Rotation between App versions A and B, using a Load Balancer.

Unfortunately, there are two main issues with this approach:

  • There might be side-effects to shutting down the old instances (e.g., applications losing their caches).
  • We either have to wait for all the currently active TCP connections of our old instances to finish (i.e., we might have to wait a long time) or forcefully terminate all the current open connections.

As a concrete example, consider the Docker Swarm architecture, depicted in the following Figure. To create highly-available clusters, Swarm uses special manager nodes participating in a consensus protocol called Raft. Manager nodes keep long-lived connections between each other, and all the other nodes in the system (workers) maintain a long-lived connection to one of the managers.

Swarm Architecture.

If we were to use the previously described rolling–deploy method to rotate the certificates on the manager nodes, we would:

  • Cause a thundering herd of workers attempting to reconnect their terminated connections with the managers.
  • Potentially cause a leader election between the managers, bringing unnecessary disruption to our cluster while Raft converges to a new leader.
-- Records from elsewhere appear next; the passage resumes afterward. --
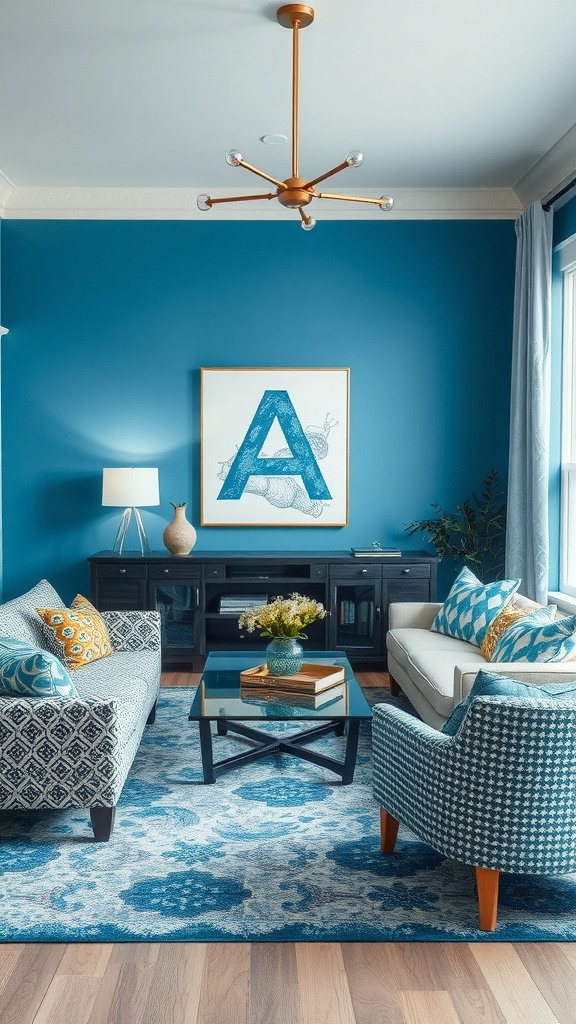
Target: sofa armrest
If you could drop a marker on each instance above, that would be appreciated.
(412, 614)
(60, 753)
(133, 630)
(536, 673)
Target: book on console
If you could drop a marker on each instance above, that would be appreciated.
(311, 678)
(373, 552)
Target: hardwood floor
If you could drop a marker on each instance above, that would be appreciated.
(288, 983)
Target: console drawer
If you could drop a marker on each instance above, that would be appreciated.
(173, 571)
(121, 571)
(418, 570)
(357, 571)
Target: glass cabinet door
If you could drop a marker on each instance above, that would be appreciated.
(355, 616)
(177, 602)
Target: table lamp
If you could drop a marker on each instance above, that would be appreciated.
(129, 487)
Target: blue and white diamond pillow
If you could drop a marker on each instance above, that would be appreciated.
(535, 638)
(471, 605)
(29, 672)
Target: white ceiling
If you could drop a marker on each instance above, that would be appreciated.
(150, 94)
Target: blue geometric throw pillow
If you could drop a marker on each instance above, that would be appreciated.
(28, 672)
(491, 684)
(535, 638)
(470, 606)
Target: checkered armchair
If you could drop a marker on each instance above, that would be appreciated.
(500, 795)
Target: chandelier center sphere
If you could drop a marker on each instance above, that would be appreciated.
(291, 12)
(294, 195)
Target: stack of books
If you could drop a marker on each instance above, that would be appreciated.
(295, 700)
(237, 604)
(312, 680)
(375, 551)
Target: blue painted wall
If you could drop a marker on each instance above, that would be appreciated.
(110, 324)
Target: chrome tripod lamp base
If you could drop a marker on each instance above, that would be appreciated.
(123, 529)
(130, 487)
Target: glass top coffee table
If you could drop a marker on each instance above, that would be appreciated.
(220, 699)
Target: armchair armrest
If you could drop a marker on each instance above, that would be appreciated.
(536, 673)
(412, 614)
(133, 630)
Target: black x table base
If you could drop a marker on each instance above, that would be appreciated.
(274, 744)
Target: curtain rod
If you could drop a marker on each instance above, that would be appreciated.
(546, 206)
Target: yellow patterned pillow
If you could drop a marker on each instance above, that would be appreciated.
(499, 626)
(76, 635)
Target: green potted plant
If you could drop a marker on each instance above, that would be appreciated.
(474, 534)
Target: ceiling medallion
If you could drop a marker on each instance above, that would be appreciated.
(294, 193)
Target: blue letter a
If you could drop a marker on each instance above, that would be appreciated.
(275, 404)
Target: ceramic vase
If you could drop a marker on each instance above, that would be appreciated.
(179, 536)
(284, 657)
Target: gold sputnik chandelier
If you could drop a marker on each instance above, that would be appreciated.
(295, 193)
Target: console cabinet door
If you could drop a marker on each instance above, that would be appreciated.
(410, 582)
(356, 610)
(176, 595)
(119, 588)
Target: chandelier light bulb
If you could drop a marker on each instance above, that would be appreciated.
(354, 158)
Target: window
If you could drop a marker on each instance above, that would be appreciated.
(568, 485)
To make matters worse, if our certificates have short expiration times, these two issues would occur several times a day.

Fortunately, there is a better way.

Certificate selection during the TLS handshake

In a TLS handshake, the certificate presented by a remote server is sent alongside the ServerHello message. At this point in the connection, the remote server has received the ClientHello message, and that is all the information it needs to decide which certificate to present to the connecting client.

Beginning of TLS handshake

It turns out that Go supports passing a callback in a TLS Config that will get executed every time a TLS ClientHello is sent by a remote peer. This method is conveniently called GetCertificate, and it returns the certificate we wish to use for that particular TLS handshake.

The idea of GetCertificate is to allow the dynamic selection of which certificate to provide to a particular remote peer. This method can be used to support virtual hosts, where one web server is responsible for multiple domains, and therefore has to choose the appropriate certificate to return to each remote peer.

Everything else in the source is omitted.